Todavia vê-se que o responsável dêsse pecadilho foi o Sr. Ministro da Instrução Pública que levou o seu colega do Comércio a isso no desejo do procurar criar uma escola comercial e industrial em Seia, desejo que não seria nada de condenável se os meios de que- se serviu não fossem, como são, absolutamente inaceitáveis.

Devo explicar que estou absolutamente convencido de que o Sr. Ministro do Comércio e Comunicações vai corroborar aqui certamente, na sua resposta, a declaração que já me fez pessoalmente e que não é particular de que está na disposição de criar imediatamente uma escola comercial e industrial em Gouveia.

É preciso, porém, que não haja confusões, porque eu não desejo que S. Exa. faça a transformação da escola primária superior em escola comercial e industrial. A escola primária superior está extinta e a sua transformação em estabelecimento comercial e industrial seria por mim recebida como um agravo.

Não se trata dum capricho da minha parte, como vou justificar.

Correspondendo a uma necessidade do ensino técnico a criação duma escola comercial e industrial em Gouveia, fica por suprir a necessidade que representava a escola primária superior.

Consulte S. Exa. a freqüência dessa escola, consulte as provas dadas pelos alunos de lá saídos, consulte a figura que essa escola tem feito em concursos, exposições, etc., e S. Exa. verá que essa escola desempenhava uma alta função, das mais brilhantes de que a República pode orgulhar-se.

Pois bem: como a Câmara sabe, estão em marcha projectos que inutilizam a medida do Sr. Ministro da Instrução a respeito das escolas primárias superiores e parece até que o próprio titular dessa pasta está resolvido a modificar o seu critério inclinando-se a fazer uma simples transformação dos cursos complementares das antigas escolas.

De qualquer forma, eu tenho uma crença absoluta de que êsse acto de justiça não se fará esperar, e que amanhã haverá novamente em Gouveia uma escola primária superior e, nesse caso, o meio simples de resolver a questão seria o de reabrir novamente a escola primária superior e criar a escola comercial e industrial.

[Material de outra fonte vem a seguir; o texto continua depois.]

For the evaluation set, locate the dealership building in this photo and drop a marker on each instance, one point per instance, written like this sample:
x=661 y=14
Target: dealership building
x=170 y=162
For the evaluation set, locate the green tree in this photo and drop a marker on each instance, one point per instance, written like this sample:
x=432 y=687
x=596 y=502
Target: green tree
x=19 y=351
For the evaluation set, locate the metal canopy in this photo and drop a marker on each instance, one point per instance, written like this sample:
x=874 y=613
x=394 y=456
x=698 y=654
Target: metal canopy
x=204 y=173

E como da extinção da escola primária superior resultou a extinção, no seu frontispício, do nome de Pedro Boto Machado, que montou até a escola do seu bolso particular, sendo ainda hoje os seus herdeiros quem a sustenta, necessário ô que, emquanto estiver extinta a escola primária superior, seja dado à escola comercial e industrial o nome de Pedro Boto Machado.

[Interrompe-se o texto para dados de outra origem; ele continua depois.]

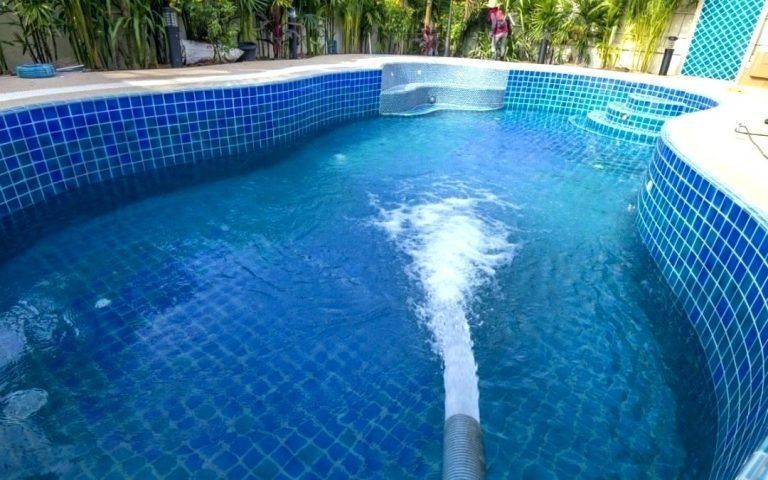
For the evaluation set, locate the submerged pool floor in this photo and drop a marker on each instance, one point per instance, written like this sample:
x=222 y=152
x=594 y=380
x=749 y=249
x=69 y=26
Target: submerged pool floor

É um acto de absoluta justiça mandar, o mais breve possível, à assinatura o decreto criando essa escola.

E amanhã dia de assinatura, e o Sr. Ministro do Comércio, se tiver a boa vontade que eu lhe presumo, pode bem liquidar êste incidente fazendo a reparação duma gravíssima injustiça.

Tenho dito.

O orador não reviu.

O Sr. Ministro da Instrução (Abranches Ferrão): — Sr. Presidente: poucas palavras tenho a dizer em resposta às observações do ilustre Deputado Sr. Pires do Valo, já porque tive ocasião de dar à Câmara as necessárias explicações sôbre o assunto de que S. Exa. se ocupou, já porque eu não dou ao caso, como o ilustre Deputado, foros dum grave problema de administração pública que precise ser detalhadamente esclarecido.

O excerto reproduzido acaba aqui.